AuthorMafi-Kreft, Elham

The economic growth around the world looks to remain strong in 2008 despite the "financial turmoil" that we have been experiencing in the United States and, to some extent, in Europe since this summer. The International Monetary Fund (IMF) anticipates world economic growth to reach 4.8 percent in 2008, continuing a remarkable six consecutive years of strong growth for all countries around the world. This significant growth is mostly due to the dynamic nature of the emerging economies, which are growing at 8 percent to 12 percent per year. For the first time, China is the largest contributor to the world growth figures, and combined, China, India, and Russia represent more than half of global growth. However, it is important to emphasize the potential risks to this positive outlook on growth: (1) oil prices are high; (2) there are still some residual financial problems and we are uncertain when, or how, they will occur; and (3) there is risk associated with inflation, particularly in the emerging economies (see Table 1).

Europe

After five consecutive quarters of vigorous growth, the economic performance in the Euro area is projected at 2.5 percent for 2007 and an even lower 2.1 percent for 2008. The European Union growth is predicted to be 3 percent in 2007 and 2.5 percent in 2008. This expected deceleration of growth can be explained by the tightening of global credit conditions, the tighter availability of bank credit due to the U.S. housing difficulties, and high commodity prices--particularly high oil prices.

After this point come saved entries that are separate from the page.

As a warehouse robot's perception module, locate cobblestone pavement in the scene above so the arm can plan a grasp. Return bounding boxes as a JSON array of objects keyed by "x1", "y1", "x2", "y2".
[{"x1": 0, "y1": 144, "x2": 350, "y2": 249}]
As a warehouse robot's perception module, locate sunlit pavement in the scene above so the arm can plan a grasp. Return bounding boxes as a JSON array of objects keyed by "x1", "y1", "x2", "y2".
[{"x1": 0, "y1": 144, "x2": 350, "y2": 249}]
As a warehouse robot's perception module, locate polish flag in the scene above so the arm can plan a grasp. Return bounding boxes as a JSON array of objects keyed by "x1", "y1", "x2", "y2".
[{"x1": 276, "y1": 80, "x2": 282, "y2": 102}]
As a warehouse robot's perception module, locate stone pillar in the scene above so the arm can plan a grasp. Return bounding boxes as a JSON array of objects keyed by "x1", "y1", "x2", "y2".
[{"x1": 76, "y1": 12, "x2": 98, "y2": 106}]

Ongoing unrest in global financial markets has increased the risk associated with the short-term outlook since this summer. Many European banks are exposed to the U.S. mortgage market, causing a crisis of confidence throughout European interbank markets. (The European Central Bank and the Bank of England have been required to safeguard these markets, but with market participants unable to identify their exposure to losses, there has been a generalized loss of investor confidence in Europe.) The impact of the crisis on the real economy is still unfolding, and if the financial turmoil persists, the risks of a significant negative impact on business and consumer confidence cannot be ignored.

The Euro currency appears to be in line with Europe's sound economic fundamentals, but countries such as France, Portugal, and Spain, whose export prospects lack a sufficient cushion in competitiveness, will likely undergo economic weakening from...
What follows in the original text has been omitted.